Dans Il est toujours minuit quelque part, on sent bien la passion de l’auteur pour la littérature. Les références sont nombreuses, mais ce sont surtout les thématiques que Cédric Lalaury aborde qui sont captivent et donnent tout son sens à ce thriller psychologique à l’humour ravageur et à la tension implacable. Entre mécanique du groupe, sentiment de culpabilité et paranoïa, le portrait qu’il brosse de ce prof respectable, bien sous tous rapports, en proie à une véritable crise morale, est incroyablement addictif !

Cédric Lalaury n’a pas son pareil pour décrire le poids de la honte et le malaise grandissant qui « grignote » l’équilibre psychologique de son personnage principal. Si tout le monde a des secrets, celui que cache Bill Herrington pourrait bien être dévastateur. Lorsque la vérité éclate et que son passé ressurgit, on ne peut s’empêcher de tourner les pages de ce roman vengeur au charme vénéneux !

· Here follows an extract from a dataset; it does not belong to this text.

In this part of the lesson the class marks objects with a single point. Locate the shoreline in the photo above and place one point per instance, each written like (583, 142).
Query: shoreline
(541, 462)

Cédric Lalaury a écrit un thriller psychologique intense et bouleversant, dont l’issue va crescendo. Avec une bonne dose d’humour (qui nous fait plutôt rire jaune), l’auteur nous renvoie à nos propres failles et à la perversité que chacun dissimule sous le vernis social. En découvrant le passé de Bill, on s'interroge forcément sur la question de la responsabilité, de la culpabilité et de la lâcheté. Faut-il avouer ses fautes au risque de voir basculer sa vie et de faire souffrir ceux que l'on aime ? Aussi impardonnable soit-il, un seule et unique acte peut-il définir une personne à jamais ? La réponse n'est pas si simple...

Vous vous délecterez à coup sûr de ce roman psychologique glaçant qui s’inscrit dans la même veine que les romans de Liane Moriarty. Il est toujours minuit quelque part plonge le lecteur au cœur des redoutables mensonges et des secrets inavouables de l’âme humaine. C’est fin, saisissant, jubilatoire ! Une excellente découverte !

Je remercie les édition Préludes et la plateforme NetGalley de leur confiance.